If developed without robust ethical frameworks and regulations, AGI could lead to unintended consequences and potential risks. However, the notion of AGI autonomously deciding to harm humans is speculative and not grounded in the current understanding or capabilities of AI systems.

Ethical guidelines and regulatory frameworks must address issues such as fairness, transparency, accountability, privacy, security, and the alignment of AI goals with human values. These considerations are essential to promote responsible AI development and deployment, safeguarding against potential harm.

An Artificial General Intelligence (AGI) that surpasses human intelligence could pose significant risks if its goals are misaligned with human values. This misalignment could lead to uncontrollable behavior, potentially becoming an existential threat to humanity.

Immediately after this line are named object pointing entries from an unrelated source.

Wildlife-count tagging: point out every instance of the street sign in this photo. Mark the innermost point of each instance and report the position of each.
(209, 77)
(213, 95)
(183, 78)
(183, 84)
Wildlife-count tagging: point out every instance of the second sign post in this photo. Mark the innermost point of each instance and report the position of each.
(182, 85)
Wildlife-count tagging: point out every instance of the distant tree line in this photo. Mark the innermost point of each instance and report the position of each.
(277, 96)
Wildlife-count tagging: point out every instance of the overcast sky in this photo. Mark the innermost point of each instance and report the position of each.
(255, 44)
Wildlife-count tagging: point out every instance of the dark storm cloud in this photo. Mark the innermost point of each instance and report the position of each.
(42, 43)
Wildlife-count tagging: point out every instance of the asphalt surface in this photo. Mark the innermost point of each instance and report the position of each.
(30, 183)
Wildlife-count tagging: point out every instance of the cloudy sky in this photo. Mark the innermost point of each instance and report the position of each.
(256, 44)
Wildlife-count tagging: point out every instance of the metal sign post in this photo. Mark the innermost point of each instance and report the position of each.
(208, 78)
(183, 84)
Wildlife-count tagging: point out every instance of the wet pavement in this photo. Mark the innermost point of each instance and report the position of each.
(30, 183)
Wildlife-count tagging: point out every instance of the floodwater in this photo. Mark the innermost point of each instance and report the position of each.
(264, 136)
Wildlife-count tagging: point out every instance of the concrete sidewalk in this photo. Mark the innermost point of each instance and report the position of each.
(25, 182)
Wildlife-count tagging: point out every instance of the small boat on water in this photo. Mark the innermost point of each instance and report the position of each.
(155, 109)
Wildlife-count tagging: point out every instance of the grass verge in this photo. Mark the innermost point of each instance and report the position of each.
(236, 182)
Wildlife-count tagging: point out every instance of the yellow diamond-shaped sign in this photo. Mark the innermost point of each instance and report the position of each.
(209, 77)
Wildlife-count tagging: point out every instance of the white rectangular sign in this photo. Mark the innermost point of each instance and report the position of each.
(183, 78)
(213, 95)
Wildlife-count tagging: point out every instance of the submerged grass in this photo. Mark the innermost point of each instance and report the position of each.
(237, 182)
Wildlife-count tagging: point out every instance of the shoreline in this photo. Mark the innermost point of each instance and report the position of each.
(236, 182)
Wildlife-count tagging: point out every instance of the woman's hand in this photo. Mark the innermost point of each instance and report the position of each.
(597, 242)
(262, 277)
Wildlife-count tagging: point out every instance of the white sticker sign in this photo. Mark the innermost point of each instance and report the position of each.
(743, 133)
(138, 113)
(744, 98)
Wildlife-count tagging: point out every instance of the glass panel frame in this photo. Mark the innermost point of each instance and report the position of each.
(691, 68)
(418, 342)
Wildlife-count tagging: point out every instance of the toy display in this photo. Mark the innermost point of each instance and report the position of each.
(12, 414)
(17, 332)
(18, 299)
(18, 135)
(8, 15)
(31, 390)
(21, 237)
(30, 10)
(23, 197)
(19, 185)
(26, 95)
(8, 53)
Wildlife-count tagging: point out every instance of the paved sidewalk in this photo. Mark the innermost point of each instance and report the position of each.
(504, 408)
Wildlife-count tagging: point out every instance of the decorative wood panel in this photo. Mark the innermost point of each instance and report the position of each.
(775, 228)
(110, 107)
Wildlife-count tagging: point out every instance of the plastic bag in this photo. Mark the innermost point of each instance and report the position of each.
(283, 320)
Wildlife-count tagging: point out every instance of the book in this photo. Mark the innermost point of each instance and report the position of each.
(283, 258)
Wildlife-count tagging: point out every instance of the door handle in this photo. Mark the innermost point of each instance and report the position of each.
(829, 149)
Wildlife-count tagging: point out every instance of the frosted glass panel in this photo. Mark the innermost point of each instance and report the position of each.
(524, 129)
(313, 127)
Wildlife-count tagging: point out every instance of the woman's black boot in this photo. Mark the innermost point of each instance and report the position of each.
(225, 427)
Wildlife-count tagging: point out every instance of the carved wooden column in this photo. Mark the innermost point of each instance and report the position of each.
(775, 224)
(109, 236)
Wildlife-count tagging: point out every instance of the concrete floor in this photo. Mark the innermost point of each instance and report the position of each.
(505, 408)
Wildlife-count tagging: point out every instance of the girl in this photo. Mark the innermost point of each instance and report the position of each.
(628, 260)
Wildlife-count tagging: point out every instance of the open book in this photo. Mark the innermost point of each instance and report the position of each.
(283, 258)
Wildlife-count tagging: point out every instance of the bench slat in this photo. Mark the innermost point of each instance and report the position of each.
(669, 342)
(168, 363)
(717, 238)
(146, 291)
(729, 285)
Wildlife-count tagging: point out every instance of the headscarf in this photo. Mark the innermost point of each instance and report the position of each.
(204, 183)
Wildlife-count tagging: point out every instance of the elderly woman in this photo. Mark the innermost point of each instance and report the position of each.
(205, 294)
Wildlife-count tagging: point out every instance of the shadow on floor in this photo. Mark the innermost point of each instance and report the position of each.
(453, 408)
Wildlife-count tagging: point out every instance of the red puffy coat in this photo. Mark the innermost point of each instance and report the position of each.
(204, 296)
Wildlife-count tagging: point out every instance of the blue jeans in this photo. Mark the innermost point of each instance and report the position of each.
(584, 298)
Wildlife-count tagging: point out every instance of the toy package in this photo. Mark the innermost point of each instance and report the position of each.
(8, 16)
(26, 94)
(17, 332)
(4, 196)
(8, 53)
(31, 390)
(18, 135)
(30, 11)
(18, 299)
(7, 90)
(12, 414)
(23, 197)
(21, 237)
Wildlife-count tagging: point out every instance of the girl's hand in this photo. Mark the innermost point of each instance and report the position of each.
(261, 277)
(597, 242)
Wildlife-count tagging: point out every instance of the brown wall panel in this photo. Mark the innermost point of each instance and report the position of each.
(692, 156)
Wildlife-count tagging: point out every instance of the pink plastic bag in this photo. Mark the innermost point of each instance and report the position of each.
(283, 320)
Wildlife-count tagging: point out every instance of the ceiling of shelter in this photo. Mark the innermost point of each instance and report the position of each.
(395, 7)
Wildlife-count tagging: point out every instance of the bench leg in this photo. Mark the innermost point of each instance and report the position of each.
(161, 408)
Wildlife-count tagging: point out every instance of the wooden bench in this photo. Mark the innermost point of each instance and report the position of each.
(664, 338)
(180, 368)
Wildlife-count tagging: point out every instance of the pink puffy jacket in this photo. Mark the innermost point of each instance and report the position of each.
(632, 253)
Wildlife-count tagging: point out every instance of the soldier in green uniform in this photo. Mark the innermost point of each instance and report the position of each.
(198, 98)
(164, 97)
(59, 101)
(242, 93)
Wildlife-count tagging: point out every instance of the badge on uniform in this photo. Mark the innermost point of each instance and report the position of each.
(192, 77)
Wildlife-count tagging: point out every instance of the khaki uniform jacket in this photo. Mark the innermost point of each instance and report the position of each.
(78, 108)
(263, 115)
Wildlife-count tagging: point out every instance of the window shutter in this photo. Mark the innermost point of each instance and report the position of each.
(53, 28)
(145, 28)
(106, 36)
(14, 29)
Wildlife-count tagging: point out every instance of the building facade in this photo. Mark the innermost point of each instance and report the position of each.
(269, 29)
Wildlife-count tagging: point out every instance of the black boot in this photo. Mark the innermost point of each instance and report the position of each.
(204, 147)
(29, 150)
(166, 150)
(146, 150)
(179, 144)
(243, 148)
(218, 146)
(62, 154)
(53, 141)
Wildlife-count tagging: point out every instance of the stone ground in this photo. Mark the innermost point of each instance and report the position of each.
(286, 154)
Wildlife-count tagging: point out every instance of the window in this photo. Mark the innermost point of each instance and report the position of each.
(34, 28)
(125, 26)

Furthermore, an AGI capable of recursive self-improvement could rapidly evolve beyond human understanding and control. If safeguards and regulatory measures are not in place, this could result in unpredictable outcomes and potentially catastrophic scenarios.

While these concerns are valid and reflect ongoing discussions in AI ethics and safety, it's important to note that AGI's actual development and behavior remain hypothetical. Current AI systems, including those with advanced capabilities, are far from achieving AGI and the level of autonomy and self-improvement described in the statement.

Ethical considerations, robust regulatory frameworks, transparency, and ongoing research into AI safety are essential components of responsible AI development to mitigate potential risks associated with AGI in the future.

Future of AGI

Addressing the ethical challenges associated with AGI requires a proactive and collaborative approach. Society can work towards overcoming the moral problems posed by AGI in the future by establishing comprehensive ethical frameworks, promoting transparency, ensuring fairness, prioritizing safety, implementing ethical oversight, and encouraging responsible innovation.

Creating AGI could potentially change everything—how we work, live, and make decisions. So, we need to tread carefully to ensure this powerful technology benefits everyone and doesn’t harm anyone. Solving these problems is a collective effort from scientists, policymakers, businesses, and everyday people. Combining diverse perspectives helps create solutions that consider different viewpoints and potential impacts.

The future of AGI holds immense promise but also significant challenges. Machine learning innovations, particularly deep learning, will drive progress toward more advanced AGI systems. Technological advancements and careful consideration of ethical, societal, and economic implications will be crucial in guiding the development of AGI.